And we introduced a huge amount of complexity. Now we have double the infrastructure—one physical, one virtual (container or cloud). We have applications spread across a lot more systems (be they instances or physical systems) and often across platforms; even across data centers. We live in a very cool time, with some sweet stuff going on. But complexity is a very real problem we need to solve. One app/app portfolio may have limited complexity, but we still allow teams too much leeway in defining the environment the application lives in. We need to offer a happy medium—a world where there are options, but those options are defined, manageable, and secure.

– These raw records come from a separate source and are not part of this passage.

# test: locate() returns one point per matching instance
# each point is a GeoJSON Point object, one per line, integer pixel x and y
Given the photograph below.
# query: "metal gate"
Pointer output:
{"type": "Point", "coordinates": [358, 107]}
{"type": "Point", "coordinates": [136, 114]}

So we’re likely to see a resurgence in the importance of enterprise architecture teams again, with their focus being on organizing the mess we’ve made. Indeed, I know this is underway in a couple of Fortune 500 companies I stay in touch with. And I know of one organization that isn’t doing this and has all their UI functionality running through a single container … for multiple applications. That is no better architecture than each using a completely different UI toolset. So, I expect they’ll want coordinated solutions also. Just so something like that can’t happen again.

You all are doing it, day in and day out. As I often say, just don’t let this bit drag you down. Confront it head-on, approach standardization with “Yes, where it is good; no, where it is not” as your credo. Security is the big one, but maintainability is another. Even with tools like Ansible at their disposal, managing 50 different environments is a bit much for ops if it could be done with five. And keep rocking it. Through a pandemic, meeting increased demand, giving users more and more. Thanks once again, from all of those users who don’t know to thank you.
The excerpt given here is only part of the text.